The
Senate voted 53-36 on whether to override the veto that Trump
issued on Tuesday of legislation approved by the Senate and
House of Representatives to kill his controversial border
emergency.
That was well below the two-thirds majority needed in the
100-member chamber to overturn a presidential veto.
This marked the second time since February, when Trump issued
the emergency declaration, that Congress failed to override his
veto.
Ten Senate Republicans joined with 43 Senate Democrats in the
failed veto override attempt.
Trump made the construction of a wall along the U.S.-Mexico
border a central promise of his 2016 presidential campaign to
stop the flow of people without immigration documents from
coming into the United States.
At the time he insisted that Mexico would pay for the wall, an
idea the Mexican government never embraced.
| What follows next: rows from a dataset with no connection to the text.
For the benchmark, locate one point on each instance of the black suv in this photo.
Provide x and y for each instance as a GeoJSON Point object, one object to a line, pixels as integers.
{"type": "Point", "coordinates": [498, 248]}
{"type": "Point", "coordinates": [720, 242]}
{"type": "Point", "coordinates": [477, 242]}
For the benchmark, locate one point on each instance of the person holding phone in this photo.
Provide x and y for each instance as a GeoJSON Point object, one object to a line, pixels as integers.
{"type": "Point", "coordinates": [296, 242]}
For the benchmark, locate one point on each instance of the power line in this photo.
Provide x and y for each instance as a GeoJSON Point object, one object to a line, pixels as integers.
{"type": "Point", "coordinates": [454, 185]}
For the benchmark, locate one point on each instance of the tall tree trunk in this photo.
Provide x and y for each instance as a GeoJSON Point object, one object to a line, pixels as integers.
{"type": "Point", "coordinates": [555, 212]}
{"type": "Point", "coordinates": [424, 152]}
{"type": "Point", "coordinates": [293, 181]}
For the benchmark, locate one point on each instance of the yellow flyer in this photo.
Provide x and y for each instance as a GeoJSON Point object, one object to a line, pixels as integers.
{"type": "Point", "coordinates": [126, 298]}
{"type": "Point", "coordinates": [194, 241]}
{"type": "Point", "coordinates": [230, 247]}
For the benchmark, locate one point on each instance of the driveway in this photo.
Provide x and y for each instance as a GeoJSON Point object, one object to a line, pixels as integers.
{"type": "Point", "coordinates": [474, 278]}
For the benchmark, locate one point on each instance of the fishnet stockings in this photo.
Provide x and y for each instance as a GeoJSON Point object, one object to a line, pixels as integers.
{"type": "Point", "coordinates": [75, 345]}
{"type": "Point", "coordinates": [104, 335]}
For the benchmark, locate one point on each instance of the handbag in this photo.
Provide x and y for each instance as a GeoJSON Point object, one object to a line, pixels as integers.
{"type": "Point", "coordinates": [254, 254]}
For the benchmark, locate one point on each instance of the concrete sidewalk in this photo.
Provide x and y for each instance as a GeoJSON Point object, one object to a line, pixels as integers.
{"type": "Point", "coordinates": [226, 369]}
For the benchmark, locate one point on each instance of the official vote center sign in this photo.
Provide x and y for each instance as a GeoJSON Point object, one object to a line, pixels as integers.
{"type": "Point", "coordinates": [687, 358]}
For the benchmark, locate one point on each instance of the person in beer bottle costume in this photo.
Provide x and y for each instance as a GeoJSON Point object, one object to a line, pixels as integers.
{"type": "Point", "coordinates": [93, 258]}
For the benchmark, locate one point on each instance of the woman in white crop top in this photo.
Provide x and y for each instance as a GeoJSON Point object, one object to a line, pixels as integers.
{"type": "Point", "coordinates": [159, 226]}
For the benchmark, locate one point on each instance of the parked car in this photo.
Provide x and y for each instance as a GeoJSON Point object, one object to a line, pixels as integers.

Having failed to build the wall at Mexico's expense, Trump waged
several failed attempts to get the U.S. Congress to provide
money for what would cost taxpayers an estimated $25 billion or
more for a wall.
As a result, he used his executive powers to shift money from
the military budget, including appropriated funds for housing,
schools and childcare for soldiers and their families.
Democrats have maintained that the action is illegal as Congress
has the constitutional authority to decide how federal funds are
spent.
Most Democrats and many Republicans in Congress argue that there
are more effective, less expensive ways of controlling the
southern border, where large numbers of immigrants from troubled
Central American countries and elsewhere arrive each year.